Chapter 1. HBase Operational Management

Table of Contents

1.1. HBase Tools and Utilities
1.1.1. HBase hbck
1.1.2. HFile Tool
1.1.3. WAL Tools
1.1.4. Compression Tool
1.1.5. CopyTable
1.1.6. Export
1.1.7. Import
1.1.8. WALPlayer
1.1.9. RowCounter
1.2. Region Management
1.2.1. Major Compaction
1.2.2. Merge
1.3. Node Management
1.3.1. Node Decommission
1.3.2. Rolling Restart
1.4. Metrics
1.4.1. Metric Setup
1.4.2. RegionServer Metrics
1.5. HBase Monitoring
1.5.1. Slow Query Log
1.6. Cluster Replication
1.7. HBase Backup
1.7.1. Full Shutdown Backup
1.7.2. Live Cluster Backup - Replication
1.7.3. Live Cluster Backup - CopyTable
1.7.4. Live Cluster Backup - Export
1.8. Capacity Planning
1.8.1. Storage
1.8.2. Regions
This chapter will cover operational tools and practices required of a running HBase cluster. The subject of operations is related to the topics of ???, ???, and ??? but is a distinct topic in itself.
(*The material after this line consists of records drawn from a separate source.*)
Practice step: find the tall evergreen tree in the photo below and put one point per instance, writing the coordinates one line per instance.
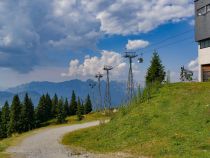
(54, 105)
(41, 110)
(61, 115)
(66, 107)
(88, 105)
(73, 104)
(79, 110)
(5, 119)
(156, 72)
(27, 114)
(1, 127)
(48, 103)
(15, 119)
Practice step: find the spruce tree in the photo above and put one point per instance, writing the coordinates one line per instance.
(79, 110)
(27, 114)
(54, 105)
(88, 105)
(61, 115)
(48, 103)
(5, 119)
(73, 104)
(66, 107)
(41, 111)
(15, 113)
(155, 72)
(1, 127)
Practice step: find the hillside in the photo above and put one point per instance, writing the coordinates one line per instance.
(174, 123)
(64, 89)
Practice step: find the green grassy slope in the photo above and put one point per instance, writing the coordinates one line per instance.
(16, 139)
(174, 123)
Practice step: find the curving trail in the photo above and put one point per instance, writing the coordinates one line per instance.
(46, 144)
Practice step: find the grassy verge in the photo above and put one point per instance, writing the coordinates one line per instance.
(5, 143)
(174, 123)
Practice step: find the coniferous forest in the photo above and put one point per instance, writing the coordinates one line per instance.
(23, 116)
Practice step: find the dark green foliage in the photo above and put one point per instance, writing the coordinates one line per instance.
(155, 72)
(61, 115)
(66, 107)
(1, 128)
(15, 119)
(48, 103)
(5, 118)
(73, 104)
(27, 114)
(79, 110)
(54, 105)
(41, 111)
(88, 105)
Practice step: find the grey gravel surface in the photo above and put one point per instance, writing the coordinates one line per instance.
(46, 144)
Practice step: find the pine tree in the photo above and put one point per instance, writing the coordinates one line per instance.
(156, 72)
(15, 119)
(41, 111)
(88, 105)
(66, 107)
(82, 108)
(5, 119)
(54, 105)
(79, 110)
(73, 104)
(27, 114)
(48, 103)
(1, 127)
(61, 115)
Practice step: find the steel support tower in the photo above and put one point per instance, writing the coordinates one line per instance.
(130, 83)
(99, 76)
(107, 96)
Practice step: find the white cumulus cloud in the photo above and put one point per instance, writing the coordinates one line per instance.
(92, 65)
(193, 65)
(136, 44)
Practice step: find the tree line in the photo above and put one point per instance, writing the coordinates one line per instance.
(22, 116)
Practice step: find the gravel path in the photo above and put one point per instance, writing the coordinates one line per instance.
(46, 144)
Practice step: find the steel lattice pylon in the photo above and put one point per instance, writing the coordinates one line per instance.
(130, 83)
(107, 96)
(99, 76)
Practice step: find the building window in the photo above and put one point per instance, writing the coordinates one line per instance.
(205, 44)
(208, 8)
(201, 11)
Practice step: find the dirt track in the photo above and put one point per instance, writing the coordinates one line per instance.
(46, 144)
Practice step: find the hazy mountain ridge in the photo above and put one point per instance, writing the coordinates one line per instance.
(64, 89)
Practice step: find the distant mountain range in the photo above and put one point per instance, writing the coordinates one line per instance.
(64, 89)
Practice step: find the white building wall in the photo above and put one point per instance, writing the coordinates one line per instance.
(203, 59)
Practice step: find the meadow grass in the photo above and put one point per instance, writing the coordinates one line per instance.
(174, 123)
(16, 139)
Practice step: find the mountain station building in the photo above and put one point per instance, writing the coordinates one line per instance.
(202, 36)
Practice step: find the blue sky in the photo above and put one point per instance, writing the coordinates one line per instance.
(57, 40)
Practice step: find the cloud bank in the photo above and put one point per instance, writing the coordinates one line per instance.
(136, 44)
(32, 30)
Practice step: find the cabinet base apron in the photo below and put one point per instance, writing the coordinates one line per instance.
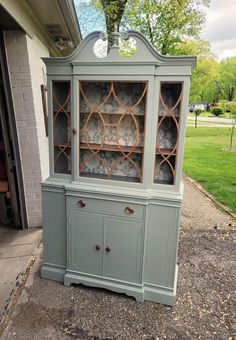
(141, 292)
(52, 272)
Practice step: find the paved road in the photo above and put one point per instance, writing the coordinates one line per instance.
(204, 308)
(209, 121)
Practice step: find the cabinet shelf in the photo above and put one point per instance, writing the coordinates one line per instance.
(63, 111)
(113, 113)
(113, 177)
(109, 147)
(62, 145)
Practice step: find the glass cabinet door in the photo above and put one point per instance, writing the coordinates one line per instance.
(61, 103)
(167, 132)
(112, 127)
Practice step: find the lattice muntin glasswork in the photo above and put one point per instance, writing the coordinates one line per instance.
(167, 132)
(62, 126)
(112, 118)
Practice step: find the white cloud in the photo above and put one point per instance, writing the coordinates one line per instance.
(220, 27)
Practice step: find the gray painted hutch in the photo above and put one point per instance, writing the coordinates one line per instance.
(111, 205)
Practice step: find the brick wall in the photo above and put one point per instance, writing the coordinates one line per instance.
(26, 76)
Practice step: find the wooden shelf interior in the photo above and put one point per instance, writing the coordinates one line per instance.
(170, 100)
(112, 125)
(62, 126)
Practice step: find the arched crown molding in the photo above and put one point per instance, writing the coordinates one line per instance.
(145, 54)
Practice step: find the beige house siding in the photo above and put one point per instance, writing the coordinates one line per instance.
(26, 76)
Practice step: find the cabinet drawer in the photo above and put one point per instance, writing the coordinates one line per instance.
(122, 209)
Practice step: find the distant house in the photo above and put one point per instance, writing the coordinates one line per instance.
(29, 30)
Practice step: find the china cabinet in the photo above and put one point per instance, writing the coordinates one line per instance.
(111, 204)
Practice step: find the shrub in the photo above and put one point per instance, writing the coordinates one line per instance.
(217, 111)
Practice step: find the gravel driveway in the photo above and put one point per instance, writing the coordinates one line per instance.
(205, 307)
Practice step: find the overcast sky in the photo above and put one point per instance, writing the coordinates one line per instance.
(220, 28)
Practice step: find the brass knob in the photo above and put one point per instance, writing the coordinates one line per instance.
(129, 210)
(81, 204)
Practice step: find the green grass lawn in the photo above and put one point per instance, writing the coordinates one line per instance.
(209, 114)
(207, 161)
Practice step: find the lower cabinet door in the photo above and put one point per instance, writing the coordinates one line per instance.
(122, 249)
(85, 242)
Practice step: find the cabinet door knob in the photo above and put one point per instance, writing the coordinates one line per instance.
(129, 210)
(81, 204)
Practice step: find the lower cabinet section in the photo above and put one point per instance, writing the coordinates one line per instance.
(105, 246)
(124, 247)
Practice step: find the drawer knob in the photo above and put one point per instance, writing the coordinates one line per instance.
(81, 204)
(129, 210)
1.1. HBase Tools and Utilities

Here we list HBase tools for administration, analysis, fixup, and debugging.

1.1.1. HBase hbck

An fsck for your HBase install

To run hbck against your HBase cluster run

$ ./bin/hbase hbck

At the end of the commands output it prints OK or INCONSISTENCY. If your cluster reports inconsistencies, pass -details to see more detail emitted. If inconsistencies, run hbck a few times because the inconsistency may be transient (e.g. cluster is starting up or a region is splitting). Passing -fix may correct the inconsistency (This latter is an experimental feature).

1.1.2. HFile Tool

See ???.

1.1.3. WAL Tools

1.1.3.1. HLog tool

The main method on HLog offers manual split and dump facilities. Pass it WALs or the product of a split, the content of the recovered.edits. directory.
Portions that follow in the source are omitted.